Recipe: Lemony Roast Thick Cut Pork Chop+++

Lemony Roast Thick Cut Pork Chop

Ingredients:
6 Thick Cut Port Chop
Salt and Pepper or Four-Seasons Salt Baked Chicken Seasoning 1 pack












Seasonings:
8 Large quartered Shallots
3/4 cups of drained Caper berries
3 Large quartered Lemons (plenty)
1/4 cup of Olive Oil
1 cup of halved cherry tomatoes (optional)
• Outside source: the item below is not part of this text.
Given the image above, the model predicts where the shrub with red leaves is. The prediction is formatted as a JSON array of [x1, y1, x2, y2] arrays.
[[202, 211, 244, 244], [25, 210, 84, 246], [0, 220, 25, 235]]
Sourdough Bread (optional)

Methods:
1.  Preheat over at 400F
2.  Padded dried the pork chops
3.  Season pork chops with generous salt and pepper or Four-Season Salt Baked Chicken seasoning
4.  Mix all seasonings together
5.  Put seasonings and optional bread onto a baking sheet
6.  Put pork chop on top of the seasoning
Note:  No need to pan seared the pork chop first because it will make the pork chop chewier.
7.  At 45minutes, brush the dripping/sauce into the pork chops for extra golden color and flavor


Note:  Pork chops internal temperature in the thickest part should be approximate 145F for medium rare.
8.  Roast at 400F for another 10 minutes if internal temperature has not reached 145F yet.
10. Remove tray from oven and let it rest for 3 minutes before serving



Note:  I pan-seared the pork chop by mistake.  The chops looked great but it was not as tender as I did not pan-seared them.  At last 5-minutes, brushing the sauce onto the chops will increase the golden color.